Proprio la pace è una delle priorità indicata da Prevost ai Vescovi italiani. «La relazione con Cristo ci chiama a sviluppare un’attenzione pastorale sul tema della pace. Il Signore, infatti, ci invia al mondo a portare il suo stesso dono: “La pace sia con voi!”, e a diventarne artigiani nei luoghi della vita quotidiana. Penso alle parrocchie, ai quartieri, alle aree interne del Paese, al le periferie urbane ed esistenziali. Lì dove le relazioni umane e sociali si fanno difficili e il conflitto prende forma, magari in modo sottile, deve farsi visibile una Chiesa capace di riconciliazione». «Auspico che ogni Diocesi possa promuovere percorsi di educazione alla nonviolenza, iniziative di mediazione nei conflitti locali, progetti di accoglienza che trasformino la paura dell’altro in opportunità di incontro».
Papa Leone ha poi voluto soffermarsi sulle «sfide che interpellano il rispetto per la dignità della persona umana. L’intelligenza artificiale, le biotecnologie, l’economia dei dati e i social media stanno trasformando profondamente la nostra percezione e la nostra esperienza della vita. In questo scenario, la dignità dell’umano rischia di venire appiattita o dimenticata, sostituita da funzioni, automatismi, simulazioni. Ma la persona non è un sistema di algoritmi: è creatura, relazione, mistero. Mi permetto allora di esprimere un auspicio: che il cammino delle Chiese in Italia includa, in coerente simbiosi con la centralità di Gesù, la visione antropologica come strumento essenziale del discernimento pastorale.
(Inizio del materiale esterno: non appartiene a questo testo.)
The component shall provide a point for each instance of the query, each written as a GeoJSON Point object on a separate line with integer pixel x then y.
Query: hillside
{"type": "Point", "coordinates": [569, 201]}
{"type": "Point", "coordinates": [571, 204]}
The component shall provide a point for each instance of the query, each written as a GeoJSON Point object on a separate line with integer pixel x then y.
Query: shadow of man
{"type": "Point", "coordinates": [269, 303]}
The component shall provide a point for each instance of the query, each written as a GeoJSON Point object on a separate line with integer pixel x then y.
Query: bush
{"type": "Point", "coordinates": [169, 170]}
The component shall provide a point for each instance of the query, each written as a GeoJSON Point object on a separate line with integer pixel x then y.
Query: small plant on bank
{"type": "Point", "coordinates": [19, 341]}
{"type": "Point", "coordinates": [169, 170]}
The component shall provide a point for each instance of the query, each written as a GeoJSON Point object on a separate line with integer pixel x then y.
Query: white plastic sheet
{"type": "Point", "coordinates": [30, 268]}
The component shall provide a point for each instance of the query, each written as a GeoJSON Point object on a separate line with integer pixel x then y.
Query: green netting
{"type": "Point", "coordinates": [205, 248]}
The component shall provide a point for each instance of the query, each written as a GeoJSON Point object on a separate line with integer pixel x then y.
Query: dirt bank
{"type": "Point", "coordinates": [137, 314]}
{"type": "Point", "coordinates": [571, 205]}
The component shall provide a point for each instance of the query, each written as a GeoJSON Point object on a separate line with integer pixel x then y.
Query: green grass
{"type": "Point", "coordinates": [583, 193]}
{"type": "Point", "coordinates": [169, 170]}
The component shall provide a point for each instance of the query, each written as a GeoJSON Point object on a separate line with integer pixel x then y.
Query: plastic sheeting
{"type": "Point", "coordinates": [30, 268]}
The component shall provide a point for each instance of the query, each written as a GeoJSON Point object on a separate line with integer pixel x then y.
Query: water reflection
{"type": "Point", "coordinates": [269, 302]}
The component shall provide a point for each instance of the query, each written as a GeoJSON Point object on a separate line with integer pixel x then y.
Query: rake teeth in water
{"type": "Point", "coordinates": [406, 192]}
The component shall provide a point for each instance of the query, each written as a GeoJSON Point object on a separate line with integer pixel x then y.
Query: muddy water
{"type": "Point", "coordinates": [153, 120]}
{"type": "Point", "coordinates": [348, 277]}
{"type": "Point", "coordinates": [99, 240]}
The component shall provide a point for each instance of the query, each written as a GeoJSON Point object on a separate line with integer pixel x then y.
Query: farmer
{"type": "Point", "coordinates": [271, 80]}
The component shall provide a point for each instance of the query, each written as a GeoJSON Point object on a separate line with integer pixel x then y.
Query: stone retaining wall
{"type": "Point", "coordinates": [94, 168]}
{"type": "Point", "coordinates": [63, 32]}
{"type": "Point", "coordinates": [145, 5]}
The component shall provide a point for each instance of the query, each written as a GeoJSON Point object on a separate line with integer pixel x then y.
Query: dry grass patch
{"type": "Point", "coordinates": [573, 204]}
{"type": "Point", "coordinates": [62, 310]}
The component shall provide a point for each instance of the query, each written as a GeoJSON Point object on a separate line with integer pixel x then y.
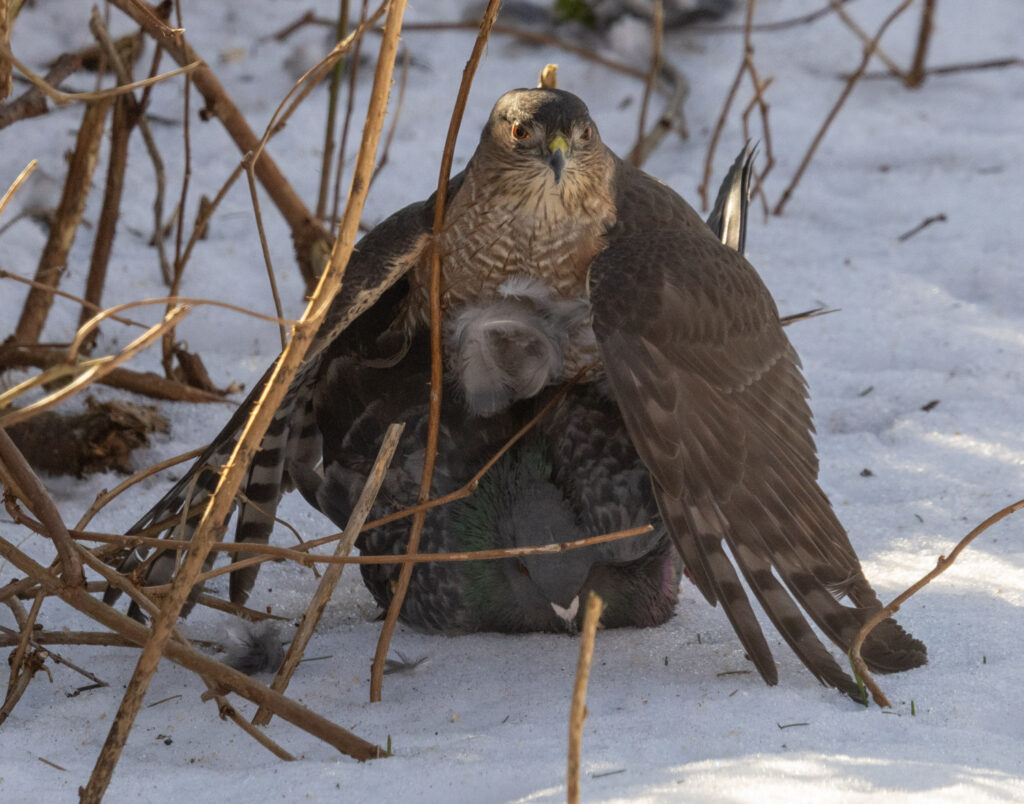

Senza una riflessione viva sull’umano – nella sua corporeità, nella sua vulnerabilità, nella sua sete d’infinito e capacità di legame – l’etica si riduce a codice e la fede rischia di diventare disincarnata». L’invito del Papa è anche quello di «coltivare la cultura del dialogo. È bello che tutte le realtà ecclesiali – parrocchie, associazioni e movimenti – siano spazi di ascolto intergenerazionale, di confronto con mondi diversi, di cura delle parole e delle relazioni. Perché solo dove c’è ascolto può nascere comunione, e solo dove c’è comunione la verità diventa credibile. Vi incoraggio a continuare su questa strada!».
Alla base di tutto questo, però, c’è una premessa imprescindibile, ovvero «uno slancio rinnovato nell’annuncio e nella trasmissione della fede. Si tratta di porre Gesù Cristo al centro e, sulla strada indicata da Evangelii gaudium, aiutare le persone a vivere una relazione personale con Lui, per scoprire la gioia del Vangelo. In un tempo di grande frammentarietà è necessario tornare alle fondamenta della nostra fede, al keryma. Questo è il primo grande impegno che motiva tutti gli altri: portare Cristo “nelle vene” dell’umanità (cfr Cost. ap. Humanae salutis, 3). E si tratta di discernere i modi in cui far giungere a tutti la Buona Notizia, con azioni pastorali capaci di intercettare chi è più lontano e con strumenti idonei al rinnovamento della catechesi e dei linguaggi dell’annuncio».